Asia-Pacific News
Parties complain government not giving them time to prepare
Aug 27, 2010, 8:35 GMT
Yangon - Political parties in Myanmar have complained the government has not given them enough time to raise the money to register their candidates before an August 30 deadline.
The Election Commission said their offices will remain open over the weekend for candidates to register for the country's first elections in 20 years, but this may not be enough for many to raise the 500-dollar registration fee.
The polls are scheduled for November 7.
'Two more days is nothing for candidates who do not have fees' to register, said Daw Cho Cho Kyaw Nyein, secretary general of the Democratic Party (Myanmar).
Some were considering selling their cars or something else of value so they could pay to register but have little time left to do so, she added.
U Soe Win, secretary of the National Democratic Force party, called the fee another disadvantage for the new and small pro-democracy parties.
Many have complained that the registration fee is prohibitively expensive in a country where the per capita income is less than 600 dollars a year.
About 40 parties have been allowed to contest the polls, which few expect to be free and fair.

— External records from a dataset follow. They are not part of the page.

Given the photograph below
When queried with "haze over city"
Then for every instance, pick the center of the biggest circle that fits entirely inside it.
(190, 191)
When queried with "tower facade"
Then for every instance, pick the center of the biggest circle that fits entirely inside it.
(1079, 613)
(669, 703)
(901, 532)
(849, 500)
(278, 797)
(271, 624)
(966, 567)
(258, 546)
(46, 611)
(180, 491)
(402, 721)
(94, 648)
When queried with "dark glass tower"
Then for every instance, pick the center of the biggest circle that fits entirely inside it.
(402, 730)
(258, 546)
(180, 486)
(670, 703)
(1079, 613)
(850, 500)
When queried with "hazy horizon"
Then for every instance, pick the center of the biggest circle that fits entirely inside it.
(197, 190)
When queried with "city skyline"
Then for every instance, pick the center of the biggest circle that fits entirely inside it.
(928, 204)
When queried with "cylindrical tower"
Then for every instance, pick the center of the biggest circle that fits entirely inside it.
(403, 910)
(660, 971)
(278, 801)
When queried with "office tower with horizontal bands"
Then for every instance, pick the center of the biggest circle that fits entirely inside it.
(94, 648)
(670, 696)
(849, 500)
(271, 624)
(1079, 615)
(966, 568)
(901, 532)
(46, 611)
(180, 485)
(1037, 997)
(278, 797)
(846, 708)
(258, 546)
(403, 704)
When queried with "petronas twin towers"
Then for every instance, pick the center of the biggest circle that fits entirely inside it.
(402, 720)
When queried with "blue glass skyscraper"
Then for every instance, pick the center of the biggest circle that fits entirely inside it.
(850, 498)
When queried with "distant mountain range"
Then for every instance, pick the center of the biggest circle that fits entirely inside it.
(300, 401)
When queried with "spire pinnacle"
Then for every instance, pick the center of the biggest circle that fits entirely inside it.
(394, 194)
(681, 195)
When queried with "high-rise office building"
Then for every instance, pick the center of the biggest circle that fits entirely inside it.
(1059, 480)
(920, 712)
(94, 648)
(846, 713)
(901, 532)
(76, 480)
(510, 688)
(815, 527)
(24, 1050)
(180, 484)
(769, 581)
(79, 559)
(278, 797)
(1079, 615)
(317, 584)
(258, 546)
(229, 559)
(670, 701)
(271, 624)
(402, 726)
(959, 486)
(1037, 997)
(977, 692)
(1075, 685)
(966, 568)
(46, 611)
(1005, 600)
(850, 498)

The pro-junta Union Solidarity and Development Party is expected to field more than 1,100 candidates in the polls for lower, upper and regional houses, compared with a total of about 500 candidates from the pro-democracy parties.
Last week, Myanmar's pro-democracy icon Aung San Suu Kyi urged her supporters not to vote in the general elections.
Suu Kyi and her disbanded National League for Democracy (NLD) party are boycotting the general election to protest regulations passed by the junta that seemed designed to bar the Nobel laureate and her followers from the polls.
The regulations ban anyone currently serving prison terms from membership of political parties seeking to contest the polls.
Suu Kyi is serving an 18-month house detention term that is expected to expire November 13, after the election.
Myanmar last held a general election in 1990, which was won by the NLD. But the military have blocked the party and Suu Kyi from power for the past two decades.
Few observers expect November's election to bring about genuine democracy. The junta is not expected to invite independent observers to monitor the polls and Myanmar's press is uncritical of the regime.